To gather insights on the state of Big Data today, we spoke with 15 executives providing Big Data products and services to clients. Specifically, we spoke to:
- Uri Maoz, Head of U.S. Sales and Marketing, Anodot
- Dave McCrory, CTO, Basho
- Carl Tsukahara, CMO, Birst
- Bob Vaillancourt, Vice President, CFB Strategies
- Mikko Jarva, CTO Intelligent Data, Comptel
- Sham Mustafa, Co-Founder and CEO, Correlation One
- Andrew Brust, Senior Director Marketing Strategy, Datameer
- Tarun Thakur, CEO/Co-Founder, Datos IO
- Guy Yehiav, CEO, Profitect
- Hjalmar Gislason, Vice President of Data, Qlik
- Guy Levy-Yurista, Head of Product, Sisense
- Girish Pancha, CEO, StreamSets
- Ciaran Dynes, Vice Presidents of Products, Talend
- Kim Hanmark, Director, Professional Services, TARGIT
- Dennis Duckworth, Director of Product Marketing, VoltDB.
01 The keys to working with Big Data are to be prepared for:
- the number of sources from which data is coming;
- the high volume of data;
- the different forms of data;
- the speed with which the data is coming; and,
- the elasticity of the database, the enterprise, and the applications.
Innovative solutions are becoming available to address the volume and elasticity of data, as well as the integration of the different data types (unstructured, semi-structured, and structured) from different sources. The key is to understand up front what you want to get from the data and then to plan accordingly to ensure the data is operationalized to provide value for the end user—typically in a corporate environment.
02 The most significant changes to Big Data tools and technologies in the past year have been:
- Spark supplanting MapReduce and Hadoop;
- machine learning and clustered computing coming to the forefront;
- the cloud enabling larger datasets at ever lower prices; and,
- the new tools that make the analysis of large, disparate datasets even faster.
Spark has sucked the energy out of some of the newer frameworks while Google cloud has made machine learning and artificial learning accessible. A lot of companies are using Apache Spark as their Big Data platform because it analyzes and hands-off datasets more quickly. The cloud has provided prominent deployment options for companies not in the IT business—Big Data is an operating expense rather than a capital expense so it’s easier to get funding.
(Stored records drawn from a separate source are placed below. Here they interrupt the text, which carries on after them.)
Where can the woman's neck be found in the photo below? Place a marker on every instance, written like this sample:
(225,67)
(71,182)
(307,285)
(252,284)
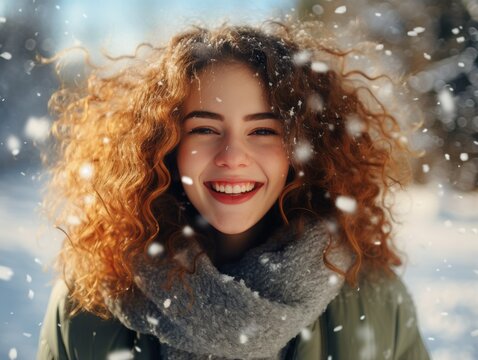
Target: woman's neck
(231,247)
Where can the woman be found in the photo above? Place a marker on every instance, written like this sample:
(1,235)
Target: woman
(222,198)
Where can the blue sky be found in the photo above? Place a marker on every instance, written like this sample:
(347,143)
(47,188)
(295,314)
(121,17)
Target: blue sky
(121,25)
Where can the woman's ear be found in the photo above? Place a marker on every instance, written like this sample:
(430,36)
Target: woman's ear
(290,175)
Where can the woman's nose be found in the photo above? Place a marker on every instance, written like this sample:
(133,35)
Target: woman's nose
(232,155)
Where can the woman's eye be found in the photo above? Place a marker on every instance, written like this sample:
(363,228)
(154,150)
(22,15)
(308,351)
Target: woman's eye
(265,132)
(201,131)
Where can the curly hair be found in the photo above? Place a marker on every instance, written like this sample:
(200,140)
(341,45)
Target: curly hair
(114,190)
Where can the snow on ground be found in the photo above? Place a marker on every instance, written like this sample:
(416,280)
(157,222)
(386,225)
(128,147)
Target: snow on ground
(439,236)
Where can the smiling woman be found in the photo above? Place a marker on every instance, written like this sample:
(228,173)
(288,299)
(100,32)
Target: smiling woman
(233,206)
(232,149)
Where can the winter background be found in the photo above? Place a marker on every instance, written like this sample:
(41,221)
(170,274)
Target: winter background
(434,41)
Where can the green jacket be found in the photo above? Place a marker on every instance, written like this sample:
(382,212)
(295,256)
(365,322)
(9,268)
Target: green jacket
(375,321)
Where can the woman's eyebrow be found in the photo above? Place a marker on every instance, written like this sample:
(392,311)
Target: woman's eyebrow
(216,116)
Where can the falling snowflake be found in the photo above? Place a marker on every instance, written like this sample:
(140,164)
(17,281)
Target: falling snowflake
(121,355)
(37,129)
(14,145)
(446,101)
(86,171)
(303,151)
(5,273)
(12,354)
(338,328)
(346,204)
(188,230)
(355,127)
(305,334)
(301,58)
(155,249)
(6,55)
(333,279)
(341,9)
(319,66)
(153,321)
(315,103)
(73,220)
(226,278)
(317,9)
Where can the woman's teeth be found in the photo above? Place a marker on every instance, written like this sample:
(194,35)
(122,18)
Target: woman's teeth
(233,189)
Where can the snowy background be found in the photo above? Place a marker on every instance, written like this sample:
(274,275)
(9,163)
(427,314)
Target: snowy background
(436,41)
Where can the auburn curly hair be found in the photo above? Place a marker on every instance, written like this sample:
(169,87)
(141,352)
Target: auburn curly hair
(113,190)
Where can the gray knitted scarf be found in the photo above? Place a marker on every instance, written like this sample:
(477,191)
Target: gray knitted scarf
(250,309)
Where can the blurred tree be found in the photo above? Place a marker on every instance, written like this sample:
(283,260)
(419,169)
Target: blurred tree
(26,30)
(433,42)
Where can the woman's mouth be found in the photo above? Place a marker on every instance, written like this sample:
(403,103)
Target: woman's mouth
(233,193)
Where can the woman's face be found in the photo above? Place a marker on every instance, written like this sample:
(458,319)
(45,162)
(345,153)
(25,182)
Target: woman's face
(231,157)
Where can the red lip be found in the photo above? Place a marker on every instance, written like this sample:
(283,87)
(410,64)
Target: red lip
(233,199)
Cloud and BigData go hand-in-hand, and the cloud providers are ensuring this by developing tools that make Big Data accessible to business professionals rather than just data scientists.
03 Our 15 respondents mentioned 29 different technical solutions they use on Big Data projects. The most frequently mentioned technical solutions are:
- Open Source;
- Kafka; and,
04 Our respondents provided a wide array of use cases and examples of how Big Data is being used to solve real-world problems. The most frequently mentioned use cases involve:
- real-time analytics;
- IoT; and,
- predictive analytics.
Real-time analytics are being used by e-commerce and telcos to provide more personalized services, dynamic pricing, and customer experiences. It’s clear real-time data is more valuable to clients and end users, and as such the speed of ingestion and analysis is key. IoT is most prevalent in industry and utilities to track the use, production, predictive maintenance, and outages to optimize performance, productivity, and efficiency. Predictive analytics are being used for maintenance to reduce downtime in airlines, turbines, and other complex mechanisms, as well as for Wall Street to project the price of commodities based on IoT data collected from farmers’ combines in the Midwest. The latter is a great example of how the same data is being integrated and analyzed to fulfill several end users’ needs.
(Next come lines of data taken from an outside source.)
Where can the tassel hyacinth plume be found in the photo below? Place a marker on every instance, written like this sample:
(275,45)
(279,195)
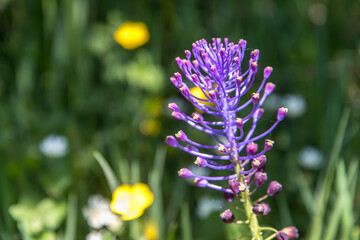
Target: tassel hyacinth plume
(229,112)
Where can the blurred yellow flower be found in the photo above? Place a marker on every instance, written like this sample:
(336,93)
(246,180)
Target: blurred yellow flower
(131,201)
(131,35)
(151,230)
(196,91)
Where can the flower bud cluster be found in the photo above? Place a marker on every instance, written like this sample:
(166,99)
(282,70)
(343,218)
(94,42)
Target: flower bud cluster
(218,72)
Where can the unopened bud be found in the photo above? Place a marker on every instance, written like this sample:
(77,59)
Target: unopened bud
(281,236)
(222,148)
(267,72)
(171,141)
(239,122)
(229,197)
(185,173)
(292,232)
(177,115)
(254,66)
(258,162)
(258,209)
(242,187)
(200,162)
(268,144)
(251,148)
(174,107)
(234,185)
(260,178)
(282,113)
(197,117)
(258,114)
(255,55)
(267,208)
(269,88)
(200,182)
(227,216)
(274,188)
(212,95)
(255,97)
(181,136)
(188,54)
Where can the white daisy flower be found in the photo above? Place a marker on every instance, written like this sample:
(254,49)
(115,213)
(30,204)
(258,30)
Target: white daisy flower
(54,146)
(98,214)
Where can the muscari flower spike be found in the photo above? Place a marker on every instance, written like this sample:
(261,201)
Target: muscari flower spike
(217,70)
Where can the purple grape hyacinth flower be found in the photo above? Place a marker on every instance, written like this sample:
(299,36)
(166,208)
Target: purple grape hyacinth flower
(217,70)
(230,109)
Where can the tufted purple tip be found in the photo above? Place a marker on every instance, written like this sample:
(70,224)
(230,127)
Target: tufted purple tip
(171,141)
(184,90)
(267,72)
(255,97)
(258,209)
(292,232)
(259,162)
(196,64)
(269,88)
(200,182)
(188,54)
(260,178)
(274,188)
(173,107)
(282,113)
(197,117)
(185,173)
(234,185)
(251,148)
(200,162)
(227,216)
(281,236)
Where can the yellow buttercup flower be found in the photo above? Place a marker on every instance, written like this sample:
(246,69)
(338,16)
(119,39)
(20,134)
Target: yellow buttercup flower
(151,230)
(131,35)
(131,201)
(196,91)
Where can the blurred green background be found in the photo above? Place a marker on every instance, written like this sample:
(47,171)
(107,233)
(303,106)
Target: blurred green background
(62,73)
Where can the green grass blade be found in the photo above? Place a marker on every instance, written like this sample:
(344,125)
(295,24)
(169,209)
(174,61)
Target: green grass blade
(336,213)
(186,231)
(70,230)
(348,218)
(108,172)
(305,193)
(155,179)
(325,185)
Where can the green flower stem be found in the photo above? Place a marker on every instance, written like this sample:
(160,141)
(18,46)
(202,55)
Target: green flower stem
(271,236)
(253,222)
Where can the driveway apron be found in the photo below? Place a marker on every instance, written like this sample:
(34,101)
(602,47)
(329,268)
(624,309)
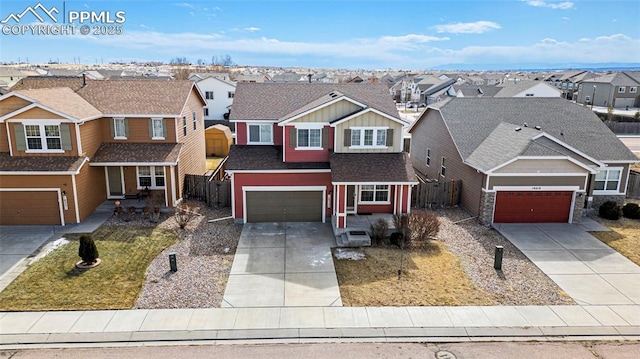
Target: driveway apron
(276,266)
(588,270)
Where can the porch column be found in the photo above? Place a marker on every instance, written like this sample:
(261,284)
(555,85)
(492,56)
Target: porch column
(341,206)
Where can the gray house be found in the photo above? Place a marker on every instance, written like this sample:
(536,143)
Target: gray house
(521,159)
(618,88)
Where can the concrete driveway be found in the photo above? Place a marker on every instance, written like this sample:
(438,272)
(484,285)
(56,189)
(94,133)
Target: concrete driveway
(19,242)
(588,270)
(274,267)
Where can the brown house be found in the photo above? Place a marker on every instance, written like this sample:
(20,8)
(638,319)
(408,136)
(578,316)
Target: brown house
(521,159)
(64,150)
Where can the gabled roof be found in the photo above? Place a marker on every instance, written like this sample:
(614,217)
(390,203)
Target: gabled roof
(133,97)
(471,121)
(63,100)
(272,101)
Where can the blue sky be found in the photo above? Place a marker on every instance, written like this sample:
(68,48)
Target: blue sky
(354,34)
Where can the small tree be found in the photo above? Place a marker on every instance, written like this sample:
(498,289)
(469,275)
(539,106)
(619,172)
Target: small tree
(88,250)
(379,230)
05 The most common issue affecting Big Data projects is a “lack of vision,” though this was expressed in several ways by respondents. Lack of talent and security were also mentioned by multiple respondents. Companies are slow to see how Big Data can provide them with a business advantage and they tend to be vague about what they want to accomplish. Companies interviewed frequently serve as consultants, helping their clients understand what they can and cannot do with Big Data to address specific business problems and how to make the data they do have actionable for their business. Goals and expectations of the data quality can be unrealistic given the inconsistency of the data and the preparation required for analysis. Companies don’t know what they don’t know, and there is a lack of qualified talent in the market and in the enterprise. The skillset shortage is not going away. In addition, moving data around is inherently unsafe. You need someone who understands the infrastructure and the security protocols; however, these people are nearly as few and far between as Big Data professionals.
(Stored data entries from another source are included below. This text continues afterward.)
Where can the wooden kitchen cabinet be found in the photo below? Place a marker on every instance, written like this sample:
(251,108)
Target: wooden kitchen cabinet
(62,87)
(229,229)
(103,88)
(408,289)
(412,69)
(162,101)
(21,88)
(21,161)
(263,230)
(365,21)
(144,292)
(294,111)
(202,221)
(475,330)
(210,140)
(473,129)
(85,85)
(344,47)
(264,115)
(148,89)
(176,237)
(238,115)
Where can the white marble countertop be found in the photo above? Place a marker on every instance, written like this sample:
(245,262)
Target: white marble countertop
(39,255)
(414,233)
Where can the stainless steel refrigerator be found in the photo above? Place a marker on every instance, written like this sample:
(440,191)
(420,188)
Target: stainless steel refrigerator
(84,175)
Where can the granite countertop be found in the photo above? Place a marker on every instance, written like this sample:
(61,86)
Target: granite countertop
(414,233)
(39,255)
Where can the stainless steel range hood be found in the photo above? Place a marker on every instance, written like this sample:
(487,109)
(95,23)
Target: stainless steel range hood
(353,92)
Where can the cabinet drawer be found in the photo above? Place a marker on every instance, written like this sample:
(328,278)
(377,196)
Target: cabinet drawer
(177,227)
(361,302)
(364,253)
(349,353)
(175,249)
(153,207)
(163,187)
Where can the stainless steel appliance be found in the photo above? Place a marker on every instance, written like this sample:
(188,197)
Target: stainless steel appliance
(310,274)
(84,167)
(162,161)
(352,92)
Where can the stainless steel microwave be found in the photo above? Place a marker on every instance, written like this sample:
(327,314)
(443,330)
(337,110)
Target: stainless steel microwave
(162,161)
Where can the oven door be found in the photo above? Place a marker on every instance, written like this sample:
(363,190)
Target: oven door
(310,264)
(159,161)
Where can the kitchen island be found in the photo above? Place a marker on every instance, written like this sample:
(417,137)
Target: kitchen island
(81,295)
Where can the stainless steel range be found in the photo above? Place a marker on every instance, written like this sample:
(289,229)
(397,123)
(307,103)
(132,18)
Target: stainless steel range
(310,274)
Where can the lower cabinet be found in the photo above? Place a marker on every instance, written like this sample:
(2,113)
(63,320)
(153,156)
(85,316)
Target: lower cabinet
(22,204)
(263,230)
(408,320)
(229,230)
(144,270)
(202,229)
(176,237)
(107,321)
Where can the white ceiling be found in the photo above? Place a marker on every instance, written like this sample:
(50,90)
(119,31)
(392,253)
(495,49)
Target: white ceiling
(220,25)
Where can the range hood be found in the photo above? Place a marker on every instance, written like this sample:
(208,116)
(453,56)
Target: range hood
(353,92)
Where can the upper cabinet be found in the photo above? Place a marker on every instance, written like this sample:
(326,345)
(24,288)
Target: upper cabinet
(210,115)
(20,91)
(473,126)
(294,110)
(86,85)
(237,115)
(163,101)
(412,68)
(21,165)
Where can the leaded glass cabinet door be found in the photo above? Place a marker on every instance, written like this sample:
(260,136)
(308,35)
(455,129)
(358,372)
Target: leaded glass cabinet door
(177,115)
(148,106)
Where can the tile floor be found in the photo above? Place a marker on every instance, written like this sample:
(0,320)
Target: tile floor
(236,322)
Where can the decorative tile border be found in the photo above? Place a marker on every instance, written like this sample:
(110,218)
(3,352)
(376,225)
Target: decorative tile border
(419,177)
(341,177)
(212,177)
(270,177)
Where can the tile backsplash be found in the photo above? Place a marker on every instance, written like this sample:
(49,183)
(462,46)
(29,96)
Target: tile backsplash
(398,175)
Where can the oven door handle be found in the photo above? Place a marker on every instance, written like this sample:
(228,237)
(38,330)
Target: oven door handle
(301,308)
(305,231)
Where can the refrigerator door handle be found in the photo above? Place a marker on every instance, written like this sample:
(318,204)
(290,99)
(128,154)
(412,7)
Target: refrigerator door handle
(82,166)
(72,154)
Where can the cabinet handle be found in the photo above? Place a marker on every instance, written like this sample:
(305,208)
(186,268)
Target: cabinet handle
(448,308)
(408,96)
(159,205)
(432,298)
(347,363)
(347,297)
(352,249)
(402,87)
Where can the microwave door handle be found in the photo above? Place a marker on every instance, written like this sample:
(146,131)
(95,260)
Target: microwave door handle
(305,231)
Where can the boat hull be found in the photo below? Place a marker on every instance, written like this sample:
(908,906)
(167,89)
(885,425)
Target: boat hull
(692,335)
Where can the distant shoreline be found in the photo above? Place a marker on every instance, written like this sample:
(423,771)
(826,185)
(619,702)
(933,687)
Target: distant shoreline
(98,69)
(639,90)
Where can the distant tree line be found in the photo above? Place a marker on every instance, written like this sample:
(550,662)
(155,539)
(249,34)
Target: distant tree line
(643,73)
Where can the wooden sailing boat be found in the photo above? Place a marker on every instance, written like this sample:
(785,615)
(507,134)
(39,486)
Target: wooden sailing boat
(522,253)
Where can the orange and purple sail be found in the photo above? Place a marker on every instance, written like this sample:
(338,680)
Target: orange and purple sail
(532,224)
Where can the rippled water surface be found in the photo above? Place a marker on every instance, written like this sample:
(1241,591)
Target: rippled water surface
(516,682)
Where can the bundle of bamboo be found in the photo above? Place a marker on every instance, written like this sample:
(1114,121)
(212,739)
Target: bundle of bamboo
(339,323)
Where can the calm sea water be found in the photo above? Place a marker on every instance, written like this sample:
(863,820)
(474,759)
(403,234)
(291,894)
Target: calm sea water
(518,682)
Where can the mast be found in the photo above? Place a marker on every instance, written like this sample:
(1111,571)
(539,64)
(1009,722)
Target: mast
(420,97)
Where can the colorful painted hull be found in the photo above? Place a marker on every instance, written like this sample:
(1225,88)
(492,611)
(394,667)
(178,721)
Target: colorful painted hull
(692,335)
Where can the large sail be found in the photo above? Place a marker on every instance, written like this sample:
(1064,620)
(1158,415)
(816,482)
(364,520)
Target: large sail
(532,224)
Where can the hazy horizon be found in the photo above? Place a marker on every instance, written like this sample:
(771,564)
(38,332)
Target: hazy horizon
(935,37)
06 There was a consistent response regarding the future of Big Data—more data, faster, in more formats, from more sources, with faster analysis, as well as real-time integration and decision making to solve problems before they occur. Data is the oil of the 21st century. The innovation gap is shrinking. More businesses will focus on what you need to achieve to see an ROI on their Big Data initiatives. IoT will drive an order of magnitude increase in the amount of data collected and stored. As such, we’ll need to decide on the fly what data to analyze, store, and throw away. While data is getting bigger and faster, we need to ensure security, governance, oversight, and policies are in place to protect the data and personal identifiable information (PII).
07 The biggest concerns around the state of Big Data today are:
- privacy and security;
- lack of collaboration and an ecosystem mentality; and,
- the need to deliver business value and solve problems.
We need to establish standards so everyone involved is part of a Big Data ecosystem addressing clashes between protocols, data transfer, and disparate data sources. When we’re connecting data across different entities, we need to ensure the connections are secure on both ends.
08 There is very little alignment with regards to what developers need to know to be successful working on Big Data projects. In general, developers need to have traditional programming principles and skills that result in the creation of “rock-hard” applications, while remaining nimble and prepared for change, since it is inevitable. The most recommended tools and languages are Java, SQL, Scala, Spark, C, R, and Python. Learn the ecosystems for the packages you control. Separate ingestion from data analytics and get more comfortable with data science. Ramp up statistics and applied math coding skills. Pick up statistics coding since it’s the foundation of data science. Understand the architecture and how to build a system from the ground up that scales and handles large amounts of data. Lastly, go to the balcony and see how others are using the tools in an unbiased way. Make sure your end users are receiving value from the data you’re providing.
09 Asking respondents what else they had on their mind regarding Big Data raised a diverse collection of questions and thoughts:
- As the next generation of tools come online, what do we need to keep in mind from an application perspective with regards to cloud, scale, encryption, and security?
- What are some new use cases given the capabilities of the platforms and tools? Give developers the opportunities to use all of the new extensions and see what they’re able to come up with.
- How sophisticated and “bought in” are developers to Big Data?
- Where does the data science/predictive analytics world align with business intelligence?
- Systems will be able to handle the size, types, and velocity of data. If analytical tools don’t keep up with the changes they’ll fall by the wayside.
- “Big Data” is simply replaced with “data.”
- Where are people placing their Big Data to do analytics—in the cloud, on-premise, hybrid, local, global?
- What about Blockchain? It’s on our radar since it will result in a sea change for economic transactions. It’s the next big topic to be hyped.